Red Bull KTM brought him back in 2019 to their Moto2 team, but the 2019 KTM chassis was hopeless, so he didn’t win a race. Last year he had a good shot at the title, until he caught Covid-19 and had to miss a couple of rounds. And then he signed for Ducati.
Former MotoGP rider and team boss Peter Clifford now helps run the Red Bull Rookies series and remembers Martin well.
“When he was with us he was very serious and very committed,” Clifford says. “He was one of those riders who obviously has talent, but if I had to choose which was his greatest strength, his raw talent or his commitment to using that talent, I’d say it’s the latter.

“He’s obviously very talented, but he also brings out the best in himself, the bike and the situation, and he really works at it. With that attitude, Jorge could always bounce back from difficulties. He always managed to keep his composure: he was very mature, even back then. With some other cyclists, it’s all talent, but they don’t know why it works, but it works.
“The other big thing was that it was very clear that the family wasn’t rich and that if Jorge hadn’t been racing in Rookies, he probably wouldn’t be racing, at least not on a competitive bike. So it was wonderful to have him in the Rookies. To me, that’s what Rookies is all about: giving a chance to riders who otherwise wouldn’t have one.”
Martin’s talent was also evident to fellow Spaniards Maverick Viñales and Aleix Espargaró, who took the youngster under their wings.
“Maverick and Aleix would pick me up, take me to the track and let me use their training bikes,” Martin said in Qatar last weekend. “I didn’t have the money to buy a training bike, so I was lucky to borrow theirs.”
Martin was incredible to watch last weekend, taking the takeoff to new extremes, with his elbows and shoulders scraping the tarmac during qualifying. This wasn’t crazy goon riding. It’s simple physics: the more you shift your weight to the inside of the corner, the more you minimize the centrifugal effect to help the bike turn. This is certainly a useful technique with the hard-to-spin Desmosedici.
Pramac team manager Francesco Guidotti is as impressed as anyone with Ducati’s latest signing but warns that Martin’s potential is being overstated. After all, Losail has always helped rookies shine. In 2006, Casey Stoner took pole there in his second premier class race and two years later Jorge Lorenzo and James Toseland qualified fastest and second fastest for their MotoGP debuts.
“Losail is a Ducati circuit, where Ducati performs well every year, so I think we would be making a mistake by reading too much into the data from this circuit,” Guidotti said Sunday night.
“Jorge has only had the opportunity to ride a MotoGP bike at Losail. The preseason testing was here and the first two races were here, so I think it’s best that we wait until we go somewhere else to see what happens there.

“Here we can use the full potential and power of the Ducati, but on other tracks that are more twisty, where you need to stay longer at high lean angles, so the tire consumption is higher, maybe we suffer a bit more.

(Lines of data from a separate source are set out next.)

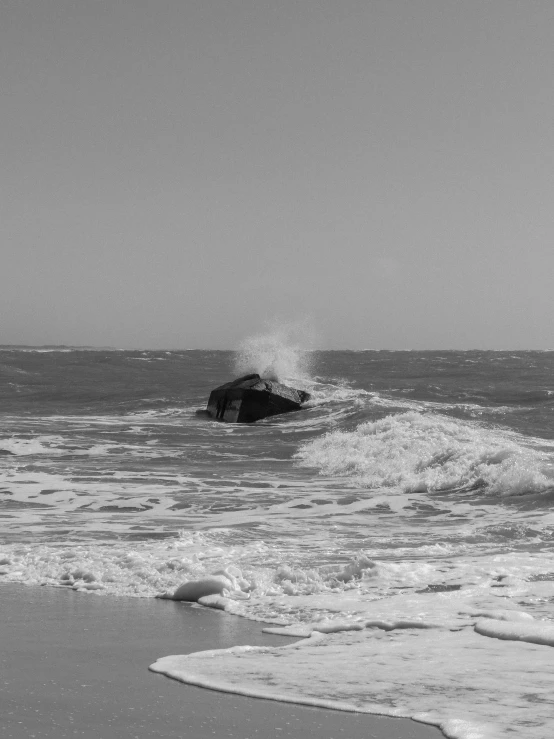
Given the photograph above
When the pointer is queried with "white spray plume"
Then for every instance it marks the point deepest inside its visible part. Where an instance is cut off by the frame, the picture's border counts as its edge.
(282, 353)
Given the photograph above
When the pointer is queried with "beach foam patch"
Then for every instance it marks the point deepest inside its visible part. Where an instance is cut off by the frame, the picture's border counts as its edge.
(538, 632)
(470, 687)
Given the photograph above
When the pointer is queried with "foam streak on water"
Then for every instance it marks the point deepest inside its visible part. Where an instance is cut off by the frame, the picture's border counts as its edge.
(401, 521)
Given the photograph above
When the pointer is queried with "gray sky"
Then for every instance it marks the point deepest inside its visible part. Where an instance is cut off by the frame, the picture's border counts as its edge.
(176, 172)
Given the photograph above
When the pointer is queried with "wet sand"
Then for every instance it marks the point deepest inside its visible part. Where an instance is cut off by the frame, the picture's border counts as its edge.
(76, 665)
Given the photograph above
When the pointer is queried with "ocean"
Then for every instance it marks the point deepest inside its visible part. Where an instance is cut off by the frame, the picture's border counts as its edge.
(400, 522)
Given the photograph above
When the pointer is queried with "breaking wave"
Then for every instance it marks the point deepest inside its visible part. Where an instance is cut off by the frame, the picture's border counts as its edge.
(425, 452)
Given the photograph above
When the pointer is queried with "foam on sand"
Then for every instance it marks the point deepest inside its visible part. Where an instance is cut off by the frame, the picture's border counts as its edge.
(469, 687)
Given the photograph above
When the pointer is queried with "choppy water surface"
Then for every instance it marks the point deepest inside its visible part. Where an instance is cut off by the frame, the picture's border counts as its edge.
(414, 490)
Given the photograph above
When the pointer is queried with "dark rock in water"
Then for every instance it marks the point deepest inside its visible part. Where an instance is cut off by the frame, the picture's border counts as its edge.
(251, 398)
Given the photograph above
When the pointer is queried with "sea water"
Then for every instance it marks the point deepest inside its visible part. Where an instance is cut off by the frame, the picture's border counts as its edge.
(401, 522)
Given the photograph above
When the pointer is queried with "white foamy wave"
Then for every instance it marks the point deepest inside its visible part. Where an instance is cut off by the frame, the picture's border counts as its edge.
(24, 447)
(426, 452)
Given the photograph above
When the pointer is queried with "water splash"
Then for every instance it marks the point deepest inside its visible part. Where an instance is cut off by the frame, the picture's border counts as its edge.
(283, 353)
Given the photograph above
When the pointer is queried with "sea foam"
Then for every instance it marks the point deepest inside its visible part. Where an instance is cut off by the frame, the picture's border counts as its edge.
(425, 452)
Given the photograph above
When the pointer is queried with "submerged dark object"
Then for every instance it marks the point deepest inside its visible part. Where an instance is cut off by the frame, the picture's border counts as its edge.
(251, 398)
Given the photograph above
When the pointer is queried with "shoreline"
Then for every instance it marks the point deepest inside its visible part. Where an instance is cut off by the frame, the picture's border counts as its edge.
(76, 665)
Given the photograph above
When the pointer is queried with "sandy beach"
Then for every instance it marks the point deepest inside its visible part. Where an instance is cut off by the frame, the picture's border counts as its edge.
(76, 665)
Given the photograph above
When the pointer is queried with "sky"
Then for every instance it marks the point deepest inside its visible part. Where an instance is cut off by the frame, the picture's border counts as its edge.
(178, 173)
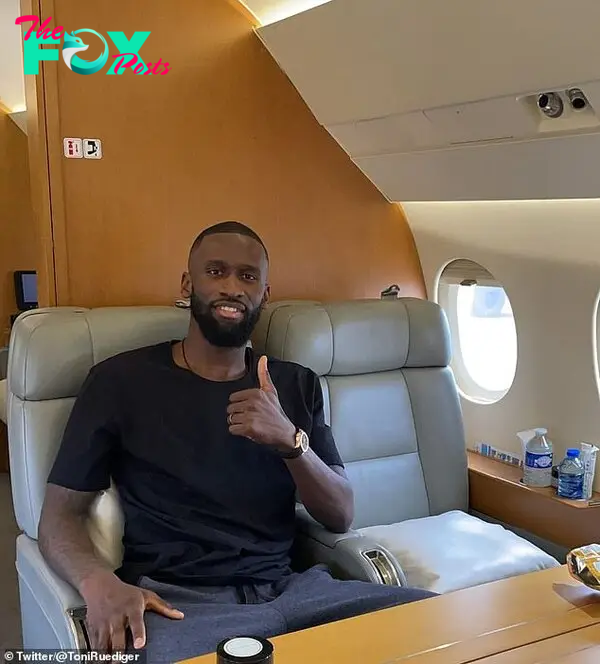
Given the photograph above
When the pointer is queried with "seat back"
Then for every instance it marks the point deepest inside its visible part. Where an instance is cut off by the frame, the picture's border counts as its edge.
(390, 397)
(50, 354)
(261, 330)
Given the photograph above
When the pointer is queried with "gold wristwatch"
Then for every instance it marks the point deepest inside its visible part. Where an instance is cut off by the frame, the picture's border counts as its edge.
(300, 446)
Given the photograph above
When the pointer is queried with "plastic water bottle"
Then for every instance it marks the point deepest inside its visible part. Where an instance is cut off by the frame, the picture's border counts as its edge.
(537, 470)
(570, 476)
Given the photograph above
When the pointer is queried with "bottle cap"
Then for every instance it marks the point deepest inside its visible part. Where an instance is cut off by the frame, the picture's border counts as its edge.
(245, 649)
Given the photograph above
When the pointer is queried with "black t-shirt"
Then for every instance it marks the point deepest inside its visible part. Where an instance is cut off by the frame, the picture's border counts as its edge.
(201, 506)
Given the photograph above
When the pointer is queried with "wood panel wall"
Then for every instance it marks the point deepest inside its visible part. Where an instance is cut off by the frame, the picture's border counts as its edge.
(223, 135)
(18, 238)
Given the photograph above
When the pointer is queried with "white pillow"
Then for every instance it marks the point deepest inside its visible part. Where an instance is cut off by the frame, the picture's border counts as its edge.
(456, 550)
(105, 527)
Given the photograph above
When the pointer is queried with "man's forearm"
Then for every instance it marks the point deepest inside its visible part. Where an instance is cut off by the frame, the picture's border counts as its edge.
(69, 551)
(326, 495)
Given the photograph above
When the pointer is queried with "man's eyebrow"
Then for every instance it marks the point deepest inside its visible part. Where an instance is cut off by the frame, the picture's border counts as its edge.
(242, 266)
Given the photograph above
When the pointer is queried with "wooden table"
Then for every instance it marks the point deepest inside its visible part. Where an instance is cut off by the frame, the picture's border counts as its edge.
(483, 623)
(579, 647)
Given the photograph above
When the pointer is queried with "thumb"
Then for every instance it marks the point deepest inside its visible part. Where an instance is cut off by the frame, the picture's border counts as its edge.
(158, 605)
(264, 379)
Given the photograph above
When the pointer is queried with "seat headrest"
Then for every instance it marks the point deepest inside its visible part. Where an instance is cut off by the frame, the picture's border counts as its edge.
(261, 330)
(361, 336)
(52, 350)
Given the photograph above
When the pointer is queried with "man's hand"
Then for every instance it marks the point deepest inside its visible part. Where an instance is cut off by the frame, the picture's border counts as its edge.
(113, 605)
(258, 415)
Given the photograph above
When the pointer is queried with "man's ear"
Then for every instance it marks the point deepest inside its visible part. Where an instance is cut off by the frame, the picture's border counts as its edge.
(266, 296)
(186, 286)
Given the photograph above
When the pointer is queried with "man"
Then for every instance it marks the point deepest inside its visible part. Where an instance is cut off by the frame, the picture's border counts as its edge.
(207, 445)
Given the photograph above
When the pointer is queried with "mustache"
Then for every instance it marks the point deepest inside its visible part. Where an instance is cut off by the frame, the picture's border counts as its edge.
(229, 300)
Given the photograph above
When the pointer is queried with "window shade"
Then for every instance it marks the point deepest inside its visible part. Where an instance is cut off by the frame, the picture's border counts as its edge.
(465, 272)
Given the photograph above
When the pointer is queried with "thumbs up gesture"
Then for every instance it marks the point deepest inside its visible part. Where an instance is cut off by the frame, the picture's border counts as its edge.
(257, 414)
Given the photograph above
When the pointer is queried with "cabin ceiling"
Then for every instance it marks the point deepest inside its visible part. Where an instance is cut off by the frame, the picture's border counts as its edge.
(12, 80)
(422, 94)
(270, 11)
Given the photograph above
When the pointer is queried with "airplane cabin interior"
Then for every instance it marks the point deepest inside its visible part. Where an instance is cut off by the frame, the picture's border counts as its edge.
(424, 176)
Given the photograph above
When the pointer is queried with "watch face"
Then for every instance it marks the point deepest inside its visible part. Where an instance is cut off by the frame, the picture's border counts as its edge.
(303, 442)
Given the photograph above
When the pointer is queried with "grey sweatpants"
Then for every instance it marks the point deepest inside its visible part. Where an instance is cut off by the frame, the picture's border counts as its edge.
(298, 601)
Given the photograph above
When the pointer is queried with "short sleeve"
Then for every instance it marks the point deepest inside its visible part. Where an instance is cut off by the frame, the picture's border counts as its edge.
(83, 462)
(321, 437)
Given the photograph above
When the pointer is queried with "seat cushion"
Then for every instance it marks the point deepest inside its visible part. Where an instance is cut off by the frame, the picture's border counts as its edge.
(456, 550)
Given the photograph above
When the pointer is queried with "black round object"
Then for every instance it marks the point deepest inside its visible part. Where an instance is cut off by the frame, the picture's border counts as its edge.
(245, 650)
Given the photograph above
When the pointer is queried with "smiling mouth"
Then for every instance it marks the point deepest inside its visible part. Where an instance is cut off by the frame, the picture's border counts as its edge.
(229, 311)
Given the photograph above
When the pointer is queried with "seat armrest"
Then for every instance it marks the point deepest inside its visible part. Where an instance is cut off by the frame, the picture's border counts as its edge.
(55, 599)
(348, 555)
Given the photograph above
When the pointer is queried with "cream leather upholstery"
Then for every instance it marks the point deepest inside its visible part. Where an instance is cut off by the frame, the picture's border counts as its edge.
(51, 353)
(395, 415)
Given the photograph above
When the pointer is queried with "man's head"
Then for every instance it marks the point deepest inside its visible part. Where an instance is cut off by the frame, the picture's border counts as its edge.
(226, 282)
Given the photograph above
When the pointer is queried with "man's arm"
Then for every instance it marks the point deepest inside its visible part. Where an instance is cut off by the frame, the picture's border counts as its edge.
(324, 490)
(63, 536)
(80, 471)
(320, 478)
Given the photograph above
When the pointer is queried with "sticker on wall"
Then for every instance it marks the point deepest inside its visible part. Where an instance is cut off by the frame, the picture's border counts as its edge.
(73, 148)
(92, 148)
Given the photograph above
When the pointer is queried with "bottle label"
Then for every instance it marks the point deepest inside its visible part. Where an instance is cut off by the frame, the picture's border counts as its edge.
(538, 460)
(570, 486)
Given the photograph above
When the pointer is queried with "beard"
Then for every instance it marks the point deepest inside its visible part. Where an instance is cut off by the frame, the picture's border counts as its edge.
(223, 334)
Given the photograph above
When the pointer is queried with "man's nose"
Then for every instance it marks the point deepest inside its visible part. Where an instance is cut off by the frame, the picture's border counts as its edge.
(231, 287)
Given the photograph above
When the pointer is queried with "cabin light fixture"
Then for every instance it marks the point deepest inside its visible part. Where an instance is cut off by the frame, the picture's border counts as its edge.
(551, 104)
(577, 99)
(390, 293)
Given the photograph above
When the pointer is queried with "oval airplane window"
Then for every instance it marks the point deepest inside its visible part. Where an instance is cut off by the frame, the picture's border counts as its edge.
(482, 325)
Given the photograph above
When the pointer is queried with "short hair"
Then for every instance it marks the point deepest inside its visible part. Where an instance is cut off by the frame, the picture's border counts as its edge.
(228, 227)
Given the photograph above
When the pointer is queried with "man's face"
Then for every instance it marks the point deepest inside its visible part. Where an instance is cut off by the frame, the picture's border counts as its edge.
(227, 288)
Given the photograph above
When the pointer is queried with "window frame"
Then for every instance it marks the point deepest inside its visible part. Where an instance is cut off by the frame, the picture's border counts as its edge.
(467, 387)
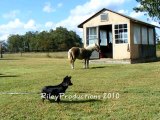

“For sure we can see Jorge’s attitude and his approach, which is the best thing. He has shown us a lot here: his ability to do the lap time without following anyone is incredible. But let’s hope for more races at other circuits.”
Some people are surprised that Moto2 riders can adapt so quickly to a doubly powerful MotoGP bike. MotoGP bikes are incredibly demanding, but they are easily the most advanced and refined race bikes.
A Moto2 bike is a mutt, a street bike engine in a race chassis, so it’s a compromise, not 100% designed to ride on a race track. A MotoGP bike is totally uncompromising. Every part of the bike is designed with one goal in mind: to help the rider go around in circles as fast as possible. For this reason, many Moto2 riders find MotoGP bikes a pleasant surprise, despite the raw power of the engine and carbon brakes.